[ 
https://issues.apache.org/jira/browse/YARN-7070?page=com.atlassian.jira.plugin.system.issuetabpanels:comment-tabpanel&focusedCommentId=16138597#comment-16138597
 ] 

Jason Lowe commented on YARN-7070:
----------------------------------

bq.

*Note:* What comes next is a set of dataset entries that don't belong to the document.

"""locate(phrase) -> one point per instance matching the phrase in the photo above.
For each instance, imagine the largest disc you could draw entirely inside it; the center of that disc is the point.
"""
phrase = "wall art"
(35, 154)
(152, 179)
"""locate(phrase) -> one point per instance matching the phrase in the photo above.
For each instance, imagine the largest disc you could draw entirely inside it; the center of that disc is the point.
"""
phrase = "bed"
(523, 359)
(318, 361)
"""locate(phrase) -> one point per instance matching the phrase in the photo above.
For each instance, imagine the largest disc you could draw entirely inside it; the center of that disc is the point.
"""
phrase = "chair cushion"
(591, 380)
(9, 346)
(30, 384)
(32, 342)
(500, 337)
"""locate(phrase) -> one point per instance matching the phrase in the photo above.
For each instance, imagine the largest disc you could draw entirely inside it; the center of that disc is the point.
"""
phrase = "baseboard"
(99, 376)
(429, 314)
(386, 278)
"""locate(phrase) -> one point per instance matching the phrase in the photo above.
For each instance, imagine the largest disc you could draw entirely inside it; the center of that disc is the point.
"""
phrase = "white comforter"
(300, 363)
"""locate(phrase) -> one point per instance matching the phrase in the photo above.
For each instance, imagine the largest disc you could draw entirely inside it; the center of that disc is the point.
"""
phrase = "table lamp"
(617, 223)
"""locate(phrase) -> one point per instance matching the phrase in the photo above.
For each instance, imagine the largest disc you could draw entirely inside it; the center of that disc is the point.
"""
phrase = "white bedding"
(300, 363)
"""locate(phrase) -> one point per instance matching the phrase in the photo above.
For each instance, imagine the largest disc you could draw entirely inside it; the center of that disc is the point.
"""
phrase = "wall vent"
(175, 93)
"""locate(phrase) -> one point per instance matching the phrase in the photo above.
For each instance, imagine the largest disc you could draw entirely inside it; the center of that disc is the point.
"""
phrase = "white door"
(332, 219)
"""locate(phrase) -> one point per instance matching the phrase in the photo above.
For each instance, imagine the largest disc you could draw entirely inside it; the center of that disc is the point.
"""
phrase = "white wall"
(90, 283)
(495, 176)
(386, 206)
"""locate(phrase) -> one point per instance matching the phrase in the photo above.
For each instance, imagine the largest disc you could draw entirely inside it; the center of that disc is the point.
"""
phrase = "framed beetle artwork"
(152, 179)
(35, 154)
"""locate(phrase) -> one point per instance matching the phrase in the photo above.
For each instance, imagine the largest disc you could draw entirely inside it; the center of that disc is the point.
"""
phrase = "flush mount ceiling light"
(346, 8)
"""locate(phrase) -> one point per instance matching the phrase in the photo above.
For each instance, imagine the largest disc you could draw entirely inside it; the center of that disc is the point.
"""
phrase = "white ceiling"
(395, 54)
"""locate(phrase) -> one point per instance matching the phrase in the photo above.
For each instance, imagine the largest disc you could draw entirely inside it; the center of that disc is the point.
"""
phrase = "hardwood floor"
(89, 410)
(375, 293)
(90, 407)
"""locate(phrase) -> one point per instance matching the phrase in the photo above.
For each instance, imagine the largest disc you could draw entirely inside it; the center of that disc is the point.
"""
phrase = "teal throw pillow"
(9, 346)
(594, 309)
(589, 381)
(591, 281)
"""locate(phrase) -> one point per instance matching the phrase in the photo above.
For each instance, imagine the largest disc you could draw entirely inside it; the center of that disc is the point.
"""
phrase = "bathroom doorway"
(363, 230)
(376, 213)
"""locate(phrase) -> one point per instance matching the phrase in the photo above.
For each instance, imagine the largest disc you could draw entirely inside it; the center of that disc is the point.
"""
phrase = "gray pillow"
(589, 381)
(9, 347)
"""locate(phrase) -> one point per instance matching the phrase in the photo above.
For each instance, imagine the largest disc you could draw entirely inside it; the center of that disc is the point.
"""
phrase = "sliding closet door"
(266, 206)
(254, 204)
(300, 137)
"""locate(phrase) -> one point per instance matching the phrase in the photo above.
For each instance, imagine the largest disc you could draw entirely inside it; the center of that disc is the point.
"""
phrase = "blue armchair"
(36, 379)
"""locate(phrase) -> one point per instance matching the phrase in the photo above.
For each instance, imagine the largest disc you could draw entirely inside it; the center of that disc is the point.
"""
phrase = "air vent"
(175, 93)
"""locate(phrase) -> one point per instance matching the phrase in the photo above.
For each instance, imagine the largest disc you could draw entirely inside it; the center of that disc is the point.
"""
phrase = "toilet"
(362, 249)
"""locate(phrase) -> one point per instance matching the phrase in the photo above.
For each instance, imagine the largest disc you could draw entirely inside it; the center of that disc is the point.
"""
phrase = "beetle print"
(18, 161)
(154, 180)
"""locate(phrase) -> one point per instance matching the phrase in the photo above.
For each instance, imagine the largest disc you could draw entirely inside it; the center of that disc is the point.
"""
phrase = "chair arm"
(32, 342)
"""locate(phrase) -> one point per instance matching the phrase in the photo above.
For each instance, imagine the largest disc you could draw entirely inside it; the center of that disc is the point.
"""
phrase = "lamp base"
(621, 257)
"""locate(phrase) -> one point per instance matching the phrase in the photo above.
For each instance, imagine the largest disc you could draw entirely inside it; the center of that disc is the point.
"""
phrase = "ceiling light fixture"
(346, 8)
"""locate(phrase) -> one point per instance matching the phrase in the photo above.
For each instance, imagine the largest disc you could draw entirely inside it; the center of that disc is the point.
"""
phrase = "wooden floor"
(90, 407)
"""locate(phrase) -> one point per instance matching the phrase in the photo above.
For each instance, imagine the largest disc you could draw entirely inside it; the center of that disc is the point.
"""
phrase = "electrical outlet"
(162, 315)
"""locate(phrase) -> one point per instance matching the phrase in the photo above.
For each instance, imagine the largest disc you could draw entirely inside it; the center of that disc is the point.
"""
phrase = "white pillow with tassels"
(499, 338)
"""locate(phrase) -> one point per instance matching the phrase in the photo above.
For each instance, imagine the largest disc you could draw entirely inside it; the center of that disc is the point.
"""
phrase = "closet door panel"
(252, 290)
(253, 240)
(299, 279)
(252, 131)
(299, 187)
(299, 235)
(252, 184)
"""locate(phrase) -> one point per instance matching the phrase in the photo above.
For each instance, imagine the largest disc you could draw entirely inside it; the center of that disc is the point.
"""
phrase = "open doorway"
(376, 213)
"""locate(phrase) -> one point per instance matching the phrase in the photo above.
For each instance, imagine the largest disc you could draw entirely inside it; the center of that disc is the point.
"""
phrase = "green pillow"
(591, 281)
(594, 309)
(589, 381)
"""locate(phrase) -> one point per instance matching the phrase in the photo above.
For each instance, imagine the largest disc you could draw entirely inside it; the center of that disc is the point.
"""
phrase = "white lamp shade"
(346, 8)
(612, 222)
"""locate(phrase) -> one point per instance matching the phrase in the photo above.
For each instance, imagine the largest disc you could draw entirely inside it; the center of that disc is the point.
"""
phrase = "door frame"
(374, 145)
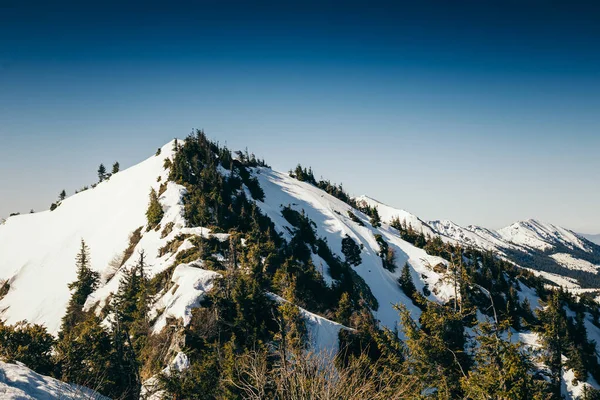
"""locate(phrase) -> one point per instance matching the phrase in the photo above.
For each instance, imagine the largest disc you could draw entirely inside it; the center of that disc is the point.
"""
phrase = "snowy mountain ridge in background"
(592, 238)
(37, 251)
(531, 243)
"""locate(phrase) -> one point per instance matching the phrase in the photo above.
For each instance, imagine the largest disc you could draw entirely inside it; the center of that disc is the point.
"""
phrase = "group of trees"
(86, 351)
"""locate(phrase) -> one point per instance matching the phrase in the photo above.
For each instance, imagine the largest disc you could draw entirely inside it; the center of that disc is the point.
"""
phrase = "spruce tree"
(553, 330)
(155, 212)
(375, 219)
(351, 251)
(406, 282)
(502, 370)
(101, 173)
(86, 283)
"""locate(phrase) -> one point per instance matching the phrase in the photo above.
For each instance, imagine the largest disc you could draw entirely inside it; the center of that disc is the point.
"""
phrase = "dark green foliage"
(214, 199)
(82, 355)
(554, 334)
(406, 283)
(199, 382)
(134, 239)
(435, 350)
(351, 251)
(375, 219)
(387, 254)
(307, 175)
(501, 370)
(86, 283)
(101, 173)
(354, 218)
(155, 212)
(4, 288)
(27, 343)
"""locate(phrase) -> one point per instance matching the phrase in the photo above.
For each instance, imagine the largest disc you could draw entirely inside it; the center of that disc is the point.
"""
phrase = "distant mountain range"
(559, 254)
(199, 227)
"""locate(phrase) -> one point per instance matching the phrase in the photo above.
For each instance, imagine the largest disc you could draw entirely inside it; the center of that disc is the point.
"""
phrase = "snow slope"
(541, 236)
(37, 251)
(387, 214)
(568, 261)
(18, 382)
(332, 223)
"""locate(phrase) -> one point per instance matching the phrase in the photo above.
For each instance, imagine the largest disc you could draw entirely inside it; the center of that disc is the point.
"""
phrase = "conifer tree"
(101, 173)
(554, 332)
(86, 283)
(351, 251)
(344, 309)
(406, 282)
(155, 212)
(502, 370)
(375, 219)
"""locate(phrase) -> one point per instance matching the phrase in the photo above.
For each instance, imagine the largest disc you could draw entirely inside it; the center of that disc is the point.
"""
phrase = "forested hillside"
(207, 275)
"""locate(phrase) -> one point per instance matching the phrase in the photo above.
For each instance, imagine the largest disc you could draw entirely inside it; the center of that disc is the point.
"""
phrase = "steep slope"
(388, 214)
(18, 382)
(542, 236)
(37, 251)
(333, 223)
(592, 238)
(176, 251)
(555, 253)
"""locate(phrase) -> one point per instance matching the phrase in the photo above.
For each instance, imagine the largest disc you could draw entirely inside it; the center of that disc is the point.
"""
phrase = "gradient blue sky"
(482, 112)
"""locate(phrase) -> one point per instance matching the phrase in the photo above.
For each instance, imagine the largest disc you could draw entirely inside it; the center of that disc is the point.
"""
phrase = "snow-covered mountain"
(555, 252)
(37, 251)
(591, 238)
(17, 382)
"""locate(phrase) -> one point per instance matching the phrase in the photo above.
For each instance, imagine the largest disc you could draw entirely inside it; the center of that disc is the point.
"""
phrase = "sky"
(482, 112)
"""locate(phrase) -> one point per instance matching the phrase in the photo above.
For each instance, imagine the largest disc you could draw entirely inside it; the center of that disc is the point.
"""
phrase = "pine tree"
(86, 283)
(553, 330)
(82, 354)
(344, 309)
(351, 251)
(502, 370)
(375, 219)
(406, 282)
(101, 173)
(155, 212)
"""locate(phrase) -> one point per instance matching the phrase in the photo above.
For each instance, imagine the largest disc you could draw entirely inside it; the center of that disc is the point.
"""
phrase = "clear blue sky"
(479, 113)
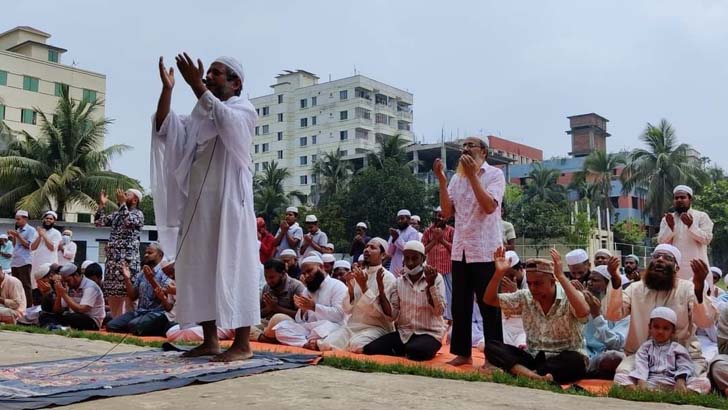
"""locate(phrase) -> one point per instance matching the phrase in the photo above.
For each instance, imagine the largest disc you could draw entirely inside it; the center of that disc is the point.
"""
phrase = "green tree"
(660, 167)
(65, 166)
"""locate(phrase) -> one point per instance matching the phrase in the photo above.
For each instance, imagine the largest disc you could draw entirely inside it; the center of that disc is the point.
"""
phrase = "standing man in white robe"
(203, 191)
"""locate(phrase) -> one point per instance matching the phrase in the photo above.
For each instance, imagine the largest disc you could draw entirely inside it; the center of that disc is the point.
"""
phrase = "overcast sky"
(515, 69)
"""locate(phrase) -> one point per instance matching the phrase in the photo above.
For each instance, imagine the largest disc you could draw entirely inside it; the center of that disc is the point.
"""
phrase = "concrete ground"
(315, 387)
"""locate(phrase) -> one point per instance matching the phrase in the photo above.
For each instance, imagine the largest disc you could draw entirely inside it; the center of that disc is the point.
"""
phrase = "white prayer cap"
(663, 312)
(602, 270)
(233, 64)
(683, 188)
(312, 259)
(512, 258)
(666, 247)
(292, 209)
(51, 213)
(576, 256)
(288, 252)
(379, 241)
(416, 246)
(137, 193)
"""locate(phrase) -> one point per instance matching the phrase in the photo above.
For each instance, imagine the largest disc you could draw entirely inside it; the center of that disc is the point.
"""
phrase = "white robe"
(203, 198)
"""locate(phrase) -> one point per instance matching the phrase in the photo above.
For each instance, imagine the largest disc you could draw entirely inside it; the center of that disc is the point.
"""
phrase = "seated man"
(276, 297)
(417, 307)
(367, 321)
(79, 302)
(149, 318)
(553, 316)
(12, 298)
(660, 286)
(320, 310)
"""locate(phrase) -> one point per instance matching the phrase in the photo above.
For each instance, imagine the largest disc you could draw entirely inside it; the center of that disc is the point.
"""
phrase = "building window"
(89, 95)
(30, 84)
(28, 116)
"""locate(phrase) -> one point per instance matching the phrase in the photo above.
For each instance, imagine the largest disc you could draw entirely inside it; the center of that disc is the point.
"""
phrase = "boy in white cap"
(417, 307)
(663, 364)
(688, 229)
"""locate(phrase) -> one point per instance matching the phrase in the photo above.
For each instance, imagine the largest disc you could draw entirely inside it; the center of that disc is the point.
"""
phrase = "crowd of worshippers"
(659, 322)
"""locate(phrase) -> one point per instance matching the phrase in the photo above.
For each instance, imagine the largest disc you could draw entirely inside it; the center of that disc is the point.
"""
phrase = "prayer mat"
(62, 382)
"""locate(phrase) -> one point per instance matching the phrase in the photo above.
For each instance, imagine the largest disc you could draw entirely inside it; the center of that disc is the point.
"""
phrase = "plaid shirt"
(439, 256)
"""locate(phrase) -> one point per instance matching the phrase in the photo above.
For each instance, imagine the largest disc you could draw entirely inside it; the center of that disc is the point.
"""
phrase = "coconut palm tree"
(660, 167)
(65, 166)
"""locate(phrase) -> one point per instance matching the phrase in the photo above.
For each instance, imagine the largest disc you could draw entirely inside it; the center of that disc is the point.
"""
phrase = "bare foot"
(232, 354)
(460, 361)
(202, 350)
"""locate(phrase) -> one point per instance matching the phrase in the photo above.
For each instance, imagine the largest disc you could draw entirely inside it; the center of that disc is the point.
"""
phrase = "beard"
(660, 277)
(314, 284)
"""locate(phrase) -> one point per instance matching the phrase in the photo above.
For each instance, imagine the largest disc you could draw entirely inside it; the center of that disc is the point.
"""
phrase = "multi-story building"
(303, 119)
(33, 76)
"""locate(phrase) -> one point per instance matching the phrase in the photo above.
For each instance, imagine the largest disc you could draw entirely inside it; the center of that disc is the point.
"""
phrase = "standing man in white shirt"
(474, 197)
(687, 229)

At this point, I don't believe this is a YARN bug.

I disagree.  Even if the spark shuffle handler doesn't clean anything up, these 
files are underneath the application's appcache area in YARN.  The nodemanager 
is supposed to clean this up when the application completes regardless of what 
the auxiliary services are doing.

>From the log we see it at least tried to do this:
{noformat}
2017-08-22 05:20:01,260 INFO 
org.apache.hadoop.yarn.server.nodemanager.LinuxContainerExecutor: Deleting 
absolute path : 
/tmp/hadoop-yarn/nm-local-dir/usercache/hdfs/appcache/application_1501810184023_55949
{noformat}

This looks a lot like the scenario that was fixed in YARN-6846, since the 
container is getting killed just as the application completes.  Note how close 
the two deletes are occurring near each other:
{noformat}
2017-08-22 05:20:01,260 INFO 
org.apache.hadoop.yarn.server.nodemanager.LinuxContainerExecutor: Deleting 
absolute path : 
/tmp/hadoop-yarn/nm-local-dir/usercache/hdfs/appcache/application_1501810184023_55949/container_e24_1501810184023_55949_01_000079
2017-08-22 05:20:01,260 INFO 
org.apache.hadoop.yarn.server.nodemanager.containermanager.AuxServices: Got 
event APPLICATION_STOP for appId application_1501810184023_55949
2017-08-22 05:20:01,260 INFO org.apache.spark.network.yarn.YarnShuffleService: 
Stopping application application_1501810184023_55949
2017-08-22 05:20:01,260 INFO 
org.apache.spark.network.shuffle.ExternalShuffleBlockResolver: Application 
application_1501810184023_55949 removed, cleanupLocalDirs = false
2017-08-22 05:20:01,260 INFO 
org.apache.hadoop.yarn.server.nodemanager.LinuxContainerExecutor: Deleting 
absolute path : 
/tmp/hadoop-yarn/nm-local-dir/usercache/hdfs/appcache/application_1501810184023_55949
{noformat}

These two deletes are probably racing in parallel.  I highly recommend applying 
the patch from YARN-6846 and see if things improve.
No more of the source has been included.